Description
Grove's MDS had some trouble yesterday when it got into a situation where all available CPUs were spinning in lock_res_and_lock, presumably on the same ldlm_lock. The system was crashed to gather a core dump. Upon Lustre starting back up, it went through recovery and then got back into the same state where all cores were spinning in lock_res_and_lock.

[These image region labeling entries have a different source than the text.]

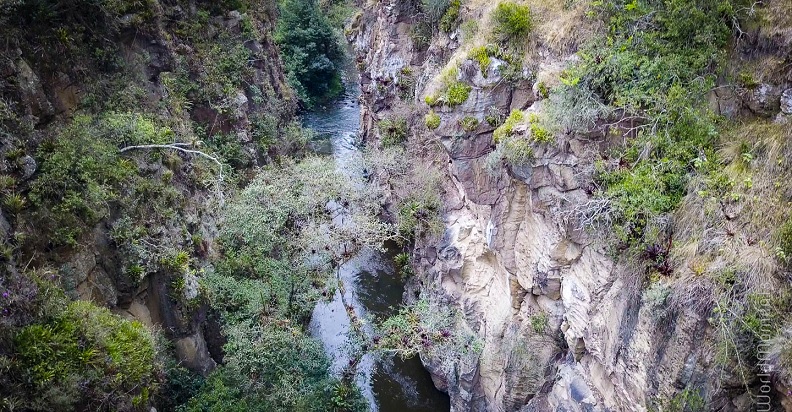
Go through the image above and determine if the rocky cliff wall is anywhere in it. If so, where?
[350,1,790,411]
[0,1,296,374]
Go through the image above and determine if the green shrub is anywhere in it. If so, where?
[568,0,739,244]
[440,0,462,33]
[446,82,473,107]
[11,301,158,410]
[528,113,554,143]
[459,19,478,43]
[30,116,137,245]
[420,0,452,29]
[424,94,440,107]
[396,66,415,101]
[536,82,550,99]
[492,109,525,143]
[492,1,533,42]
[424,110,440,130]
[377,117,410,147]
[3,193,27,215]
[459,116,479,132]
[274,0,343,106]
[529,312,550,333]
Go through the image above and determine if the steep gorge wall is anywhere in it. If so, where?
[0,1,296,374]
[350,1,792,411]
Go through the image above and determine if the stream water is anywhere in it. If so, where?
[303,65,450,412]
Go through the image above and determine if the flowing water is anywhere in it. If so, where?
[303,67,450,412]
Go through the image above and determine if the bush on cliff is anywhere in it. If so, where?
[275,0,343,106]
[0,301,160,411]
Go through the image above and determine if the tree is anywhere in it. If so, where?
[275,0,343,106]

Rebooting again, and bringing lustre up with the "abort_recov" option got the system back into a usable state.
The core dump captured show all CPUs spinning with one of the following back traces:
PID: 25091 TASK: ... CPU: 0 COMMAND: "mdt00_033"
...
--- <IRQ STACK> ---
#17 [...] ret_from_intr
[exception RIP: _spin_lock+30]
#18 [...] lock_res_and_lock+0x30 at ... [ptlrpc]
#19 [...] ldlm_handle_enqueue0+0x907 at ... [ptlrpc]
#20 [...] mdt_enqueue+0x46 at ... [mdt]
#21 [...] mdt_handle_common+0x648 at ... [mdt]
#22 [...] mds_regular_handle+0x15 at ... [mdt]
#23 [...] ptlrpc_server_handle_request+0x398 at ... [ptlrpc]
#24 [...] ptlrpc_main+0xace at ... [ptlrpc]
#25 [...] child_rip+0xa
PID: 25291 TASK: ... CPU:1 COMMAND: "mdt00_088"
...
--- <NMI exception stack> ---
#6 [...] _spin_lock+0x1e
#7 [...] lock_res_and_lock+0x30 at ... [ptlrpc]
#8 [...] ldlm_lock_enqueue+0x11d at ... [ptlrpc]
#9 [...] ldlm_handle_enqueue+0x4ef at ... [ptlrpc]
#10 [...] mdt_enqueue+0x46 at ... [mdt]
#11 [...] mdt_handle_common+0x648 at ... [mdt]
#12 [...] mds_regular_handle+0x15 at ... [mdt]
#13 [...] ptlrpc_server_handle_request+0x398 at ... [ptlrpc]
#14 [...] ptlrpc_main+0xace at ... [ptlrpc]
#15 [...] child_rip+0xa